Randy Johnston (52:05):

Yeah, and I will repeat that. Basic good advice. When you're doing something that's original, you can write it in your own language, hand it over to any of these AI engines and it will clean them up. Well, and that is absolutely correct. I actually have a technique that if I have something that's similar to what I want, I'll upload that first and say Here's an example of what I'm looking for and then put it out. And that's why many times I'll take prior writings that I've done if I'm going to write a new article and put it up there and let it generate something. And like I said, it's stunning how good it is. So that is a good use for the ai. Thank you. And I thought the other one was back to here. Yes sir.



Audience Member 5 (52:51):

So quick question. Are you able to figure Gemini and copilot the way you configure ChatGPT?



Randy Johnston (52:58):

Yes is the short answer. Both Gemini and copilot have similar configuration pieces on the back end like you do on ChatGPT. Remember that the inheritance from ChatGPT into Microsoft would lead you to believe that's probably the case.

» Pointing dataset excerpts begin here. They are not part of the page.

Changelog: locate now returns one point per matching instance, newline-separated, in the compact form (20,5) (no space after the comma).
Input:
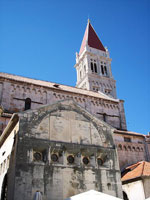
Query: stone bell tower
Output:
(93,65)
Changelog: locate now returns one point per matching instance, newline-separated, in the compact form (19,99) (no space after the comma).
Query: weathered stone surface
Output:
(64,129)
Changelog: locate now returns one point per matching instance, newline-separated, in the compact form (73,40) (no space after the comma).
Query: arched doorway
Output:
(4,188)
(125,196)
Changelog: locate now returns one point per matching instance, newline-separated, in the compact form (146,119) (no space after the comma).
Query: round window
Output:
(37,156)
(85,160)
(99,161)
(70,159)
(54,157)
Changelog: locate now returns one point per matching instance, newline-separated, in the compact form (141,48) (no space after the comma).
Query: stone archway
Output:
(125,196)
(4,188)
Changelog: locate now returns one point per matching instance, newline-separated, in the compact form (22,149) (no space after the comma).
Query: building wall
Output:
(146,183)
(5,155)
(15,92)
(134,190)
(130,152)
(64,129)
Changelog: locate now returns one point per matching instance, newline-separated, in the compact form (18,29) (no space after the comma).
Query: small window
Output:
(104,117)
(27,104)
(92,69)
(126,139)
(105,70)
(80,74)
(85,68)
(102,69)
(95,67)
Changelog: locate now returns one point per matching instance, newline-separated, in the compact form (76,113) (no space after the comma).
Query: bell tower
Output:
(93,65)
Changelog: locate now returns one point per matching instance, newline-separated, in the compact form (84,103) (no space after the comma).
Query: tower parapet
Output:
(93,65)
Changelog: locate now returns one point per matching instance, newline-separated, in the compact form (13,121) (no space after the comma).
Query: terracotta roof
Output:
(137,170)
(57,86)
(91,38)
(128,132)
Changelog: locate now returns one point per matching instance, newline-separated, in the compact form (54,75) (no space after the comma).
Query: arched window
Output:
(95,67)
(4,189)
(102,69)
(27,104)
(125,197)
(92,69)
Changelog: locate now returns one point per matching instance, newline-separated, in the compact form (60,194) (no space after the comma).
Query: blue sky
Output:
(39,38)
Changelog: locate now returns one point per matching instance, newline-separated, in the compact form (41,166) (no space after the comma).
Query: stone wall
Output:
(16,89)
(65,151)
(130,148)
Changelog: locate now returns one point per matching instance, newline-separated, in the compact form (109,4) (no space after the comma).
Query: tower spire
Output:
(91,38)
(93,65)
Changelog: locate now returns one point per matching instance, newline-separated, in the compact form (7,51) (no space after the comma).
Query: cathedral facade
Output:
(67,139)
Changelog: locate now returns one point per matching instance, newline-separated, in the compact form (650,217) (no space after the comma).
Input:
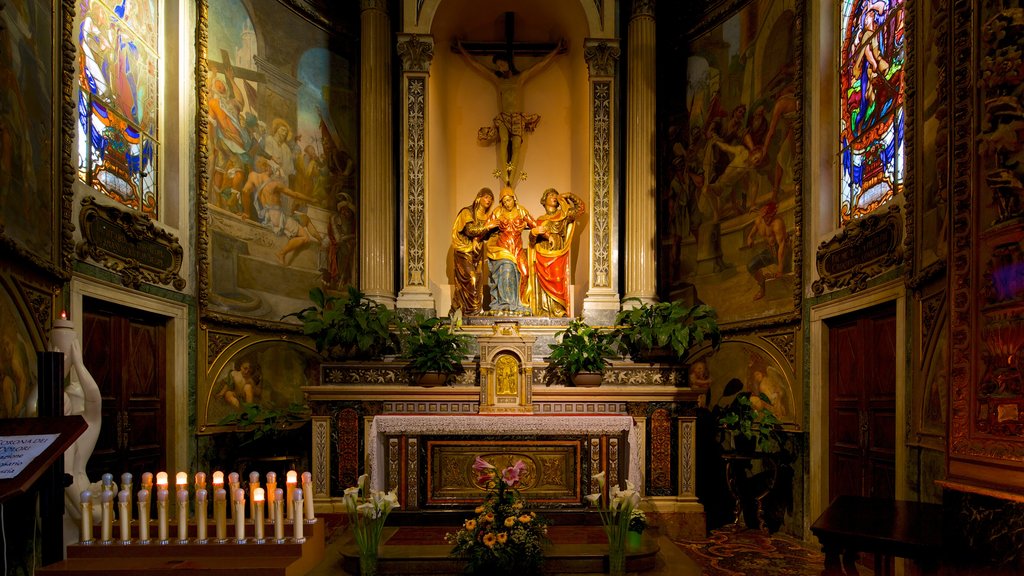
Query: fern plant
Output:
(352,328)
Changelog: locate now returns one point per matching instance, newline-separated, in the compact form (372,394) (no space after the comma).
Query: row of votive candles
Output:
(274,500)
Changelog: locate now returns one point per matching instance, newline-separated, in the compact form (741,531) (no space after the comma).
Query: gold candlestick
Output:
(124,517)
(182,516)
(201,520)
(162,516)
(143,517)
(107,518)
(220,513)
(85,529)
(240,516)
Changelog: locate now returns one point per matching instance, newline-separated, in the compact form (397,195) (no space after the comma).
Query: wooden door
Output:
(125,351)
(862,404)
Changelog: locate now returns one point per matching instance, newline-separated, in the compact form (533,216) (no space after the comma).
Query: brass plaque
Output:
(551,474)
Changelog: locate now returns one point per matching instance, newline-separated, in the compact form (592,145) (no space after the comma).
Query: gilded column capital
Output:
(601,56)
(416,52)
(373,5)
(643,8)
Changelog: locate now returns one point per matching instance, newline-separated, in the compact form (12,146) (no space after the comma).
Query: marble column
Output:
(377,218)
(416,53)
(640,162)
(601,301)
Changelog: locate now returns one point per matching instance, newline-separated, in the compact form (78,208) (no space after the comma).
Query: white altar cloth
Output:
(499,424)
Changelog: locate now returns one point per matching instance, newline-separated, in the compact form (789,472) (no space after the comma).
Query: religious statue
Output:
(509,283)
(81,397)
(511,124)
(551,252)
(468,235)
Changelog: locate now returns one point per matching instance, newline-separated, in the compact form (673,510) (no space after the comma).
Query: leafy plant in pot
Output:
(435,348)
(747,422)
(665,330)
(582,352)
(352,328)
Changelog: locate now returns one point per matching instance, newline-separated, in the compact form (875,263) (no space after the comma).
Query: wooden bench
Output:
(885,528)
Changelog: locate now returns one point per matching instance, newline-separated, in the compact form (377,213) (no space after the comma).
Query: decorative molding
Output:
(865,248)
(416,52)
(601,57)
(601,221)
(129,244)
(416,235)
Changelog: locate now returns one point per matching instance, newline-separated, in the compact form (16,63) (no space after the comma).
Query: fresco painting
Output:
(282,188)
(730,192)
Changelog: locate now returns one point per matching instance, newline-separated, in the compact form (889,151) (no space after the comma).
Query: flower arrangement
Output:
(616,516)
(503,538)
(368,510)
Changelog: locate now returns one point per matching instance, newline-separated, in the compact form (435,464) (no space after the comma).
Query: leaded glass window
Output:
(871,68)
(118,100)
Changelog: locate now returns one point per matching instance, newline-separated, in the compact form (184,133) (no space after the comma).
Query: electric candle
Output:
(124,517)
(258,515)
(85,529)
(201,520)
(107,517)
(307,490)
(279,516)
(271,492)
(143,517)
(220,513)
(240,516)
(297,527)
(232,486)
(147,485)
(126,486)
(253,485)
(290,479)
(162,516)
(182,516)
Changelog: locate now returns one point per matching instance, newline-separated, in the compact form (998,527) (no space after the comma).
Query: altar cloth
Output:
(385,425)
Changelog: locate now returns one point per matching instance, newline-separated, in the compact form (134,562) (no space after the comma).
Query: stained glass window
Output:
(118,104)
(871,68)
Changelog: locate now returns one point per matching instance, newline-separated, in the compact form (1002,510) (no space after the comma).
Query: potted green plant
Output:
(747,422)
(435,348)
(581,352)
(352,328)
(665,330)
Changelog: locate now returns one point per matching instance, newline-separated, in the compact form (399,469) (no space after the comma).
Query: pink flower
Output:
(511,474)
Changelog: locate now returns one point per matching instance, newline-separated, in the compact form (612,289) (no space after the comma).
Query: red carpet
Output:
(434,535)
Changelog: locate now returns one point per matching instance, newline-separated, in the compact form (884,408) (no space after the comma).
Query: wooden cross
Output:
(509,48)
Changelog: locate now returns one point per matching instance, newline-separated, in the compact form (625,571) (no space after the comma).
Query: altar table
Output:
(389,425)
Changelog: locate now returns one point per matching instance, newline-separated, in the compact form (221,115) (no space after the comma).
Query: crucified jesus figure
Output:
(511,125)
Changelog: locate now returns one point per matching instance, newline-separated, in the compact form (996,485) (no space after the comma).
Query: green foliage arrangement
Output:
(352,328)
(434,344)
(265,423)
(666,325)
(581,347)
(749,417)
(503,539)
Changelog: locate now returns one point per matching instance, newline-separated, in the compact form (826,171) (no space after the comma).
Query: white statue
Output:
(81,397)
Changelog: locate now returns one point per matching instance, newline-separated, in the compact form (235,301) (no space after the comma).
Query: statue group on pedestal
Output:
(521,281)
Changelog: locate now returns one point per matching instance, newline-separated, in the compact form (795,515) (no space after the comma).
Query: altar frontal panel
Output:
(551,474)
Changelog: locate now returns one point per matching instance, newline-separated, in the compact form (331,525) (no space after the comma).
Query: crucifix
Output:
(511,125)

And there are actually pieces in Gemini I think are more configurable. But here's another strategy. If you want to actually get the tone right, you can tell the way I speak. I'm from Kansas so I don't have real good English. So what I do is I actually feed these engines parameters about me, about what I want it to be and how so that's why those models that I copy and paste from, they actually tune up the engine. I actually care less about some of that backend configuration than on a new session that I give it the parameters I'm working from. Does that make sense? So I can actually tell the engine, keep it this long and so forth. Make sense? Alright, well it looks like it is time for me to exit, but I am here all through the evening and you are certainly welcome to approach me on anything. Thank you for your time this morning and this afternoon. See you later.